Current questions are not a good candidate for a single canonical answer (these are the only ones I found, please comment any other ideas you have):
Closing new questions like "is wwwwwwwwwwwwwwww a secure password?" to any of these questions would be confusing and even potentially rude.
Picking a recommended password generation scheme is controversial
Password managers are one of the best solutions, but are a pain for many people. I have family members that don't lock their phones. You think you can force them to roll some dice and use a third-party app just to protect their Disqus account? There are also many places they don't work like websites that block copy and paste, hardware like smart TV or videogame systems, public computers, phones under some circumstances, etc.
I've tried to start a question about how long passwords should be, only for the idea to be "too subjective" under its most general application, and already covered under more narrow formulations thanks to similar questions like this. A user in the comments told me a 32-character alphanumeric password would be sufficient for some people but not for others (even though over 90 bits of entropy your password becomes ridiculously hard to crack).
Various widely accepted systems like diceware and xkcd have been their own source of controversy (see Bruce Scheier's criticism). These widely accepted systems have also seen several extensions, from different separators between words, casing changes, using online generators vs dice, and using foreign words.
Given all these points of personal opinion, are you really going to tell a user that their idea is dumb and your idea is unequivocally better?
Standard points that would have to be made in the one-size-fits-all question
- Explanation of threat models like brute force, shoulder surfing, plaintext leak, or offline cracking
- Advantages and disadvantages of a password manager
- Explanation of how entropy is computed as a result of password generation, not just apparent complexity
- Discussion of memorability vs guessability tradeoffs.
- Ideally, if I have two passwords of yours, it should still be very difficult to guess another password.
- Either explain the most common tricks individually like repetition and changing characters, or walk through how to calculate Kerchoff's principle and, discuss where each should be used.
Pros and Cons of redirecting all dumb trick questions to one new canonical one
Pros:
- Less redundant information and effort explaining things like why a password manager is good, what entropy is, what the threat scenarios are, how cracking works, why it's hard to outsmart password crackers.
- More focus on one good answer to this question rather than hundreds of answers
- Leaner site with less clutter
- Fewer dumb questions that annoy experts
Cons:
- Reduces unique information for each password question asked, making our answers less useful.

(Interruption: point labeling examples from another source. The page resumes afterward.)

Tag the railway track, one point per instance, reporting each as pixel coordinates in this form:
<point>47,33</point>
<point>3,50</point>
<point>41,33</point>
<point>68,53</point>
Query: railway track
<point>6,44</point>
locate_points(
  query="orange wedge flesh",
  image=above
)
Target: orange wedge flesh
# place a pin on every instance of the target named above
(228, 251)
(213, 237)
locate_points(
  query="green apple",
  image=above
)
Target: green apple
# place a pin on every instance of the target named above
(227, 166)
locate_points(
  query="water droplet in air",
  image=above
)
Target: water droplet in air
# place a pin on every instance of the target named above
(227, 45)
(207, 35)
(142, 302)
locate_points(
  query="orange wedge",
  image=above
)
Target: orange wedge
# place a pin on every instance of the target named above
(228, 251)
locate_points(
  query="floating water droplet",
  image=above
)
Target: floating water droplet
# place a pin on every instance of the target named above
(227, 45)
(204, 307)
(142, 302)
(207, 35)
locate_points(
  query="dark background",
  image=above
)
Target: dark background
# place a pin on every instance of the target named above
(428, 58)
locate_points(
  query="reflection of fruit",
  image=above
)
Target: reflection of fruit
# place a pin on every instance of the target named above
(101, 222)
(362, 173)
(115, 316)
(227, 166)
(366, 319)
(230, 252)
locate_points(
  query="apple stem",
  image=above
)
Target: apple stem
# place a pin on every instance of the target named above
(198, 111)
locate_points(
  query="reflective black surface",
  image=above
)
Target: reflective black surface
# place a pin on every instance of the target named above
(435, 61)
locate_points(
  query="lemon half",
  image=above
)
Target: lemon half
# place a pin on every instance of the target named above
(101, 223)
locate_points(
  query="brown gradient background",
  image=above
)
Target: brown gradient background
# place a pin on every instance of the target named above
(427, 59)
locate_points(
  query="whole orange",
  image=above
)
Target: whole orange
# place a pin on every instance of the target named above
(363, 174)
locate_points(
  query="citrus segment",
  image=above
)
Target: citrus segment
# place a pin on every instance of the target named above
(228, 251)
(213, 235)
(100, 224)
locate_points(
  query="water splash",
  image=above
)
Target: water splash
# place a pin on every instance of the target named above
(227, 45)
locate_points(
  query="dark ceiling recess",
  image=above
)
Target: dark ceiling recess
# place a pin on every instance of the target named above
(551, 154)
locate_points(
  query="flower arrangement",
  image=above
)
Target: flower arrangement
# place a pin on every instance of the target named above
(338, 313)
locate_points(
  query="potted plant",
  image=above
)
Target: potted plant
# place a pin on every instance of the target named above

- Less Google-friendly design. Asking "Does repeating words make my password more secure?" directs you to a page which redirects you to a lengthy general explanation of password strategies instead of going straight to a targeted answer "No, password crackers can predict that, you don't really gain anything by repeating words."
- Would probably result in overzealous behavior, causing good, legitimate questions to be misunderstood and closed.
- Can be offensive to the asker who didn't realize their closed question was dumb and now is told their question doesn't belong here and they should have already found the answer.
Some unique information can be generated for each password scheme:
- Is the scheme recommended by any researchers or websites?
- How usable is this password scheme?
- Is the scheme already covered by common rules in software like hashcat?
- Does the scheme seem like nation-state actors might be able to compromise it?
- Does the scheme seem likely to be misused, compromising it's security?
Even though there are problems with the way it's currently set up, I'd say we keep doing what we're doing. Creating one canonical answer would probably help these dumb trick questions, but creating a canonical answer would be difficult, deciding which questions to close as dupes of it is controversial, and the askers might still find the redirection to a canonical answer unfriendly and unclear.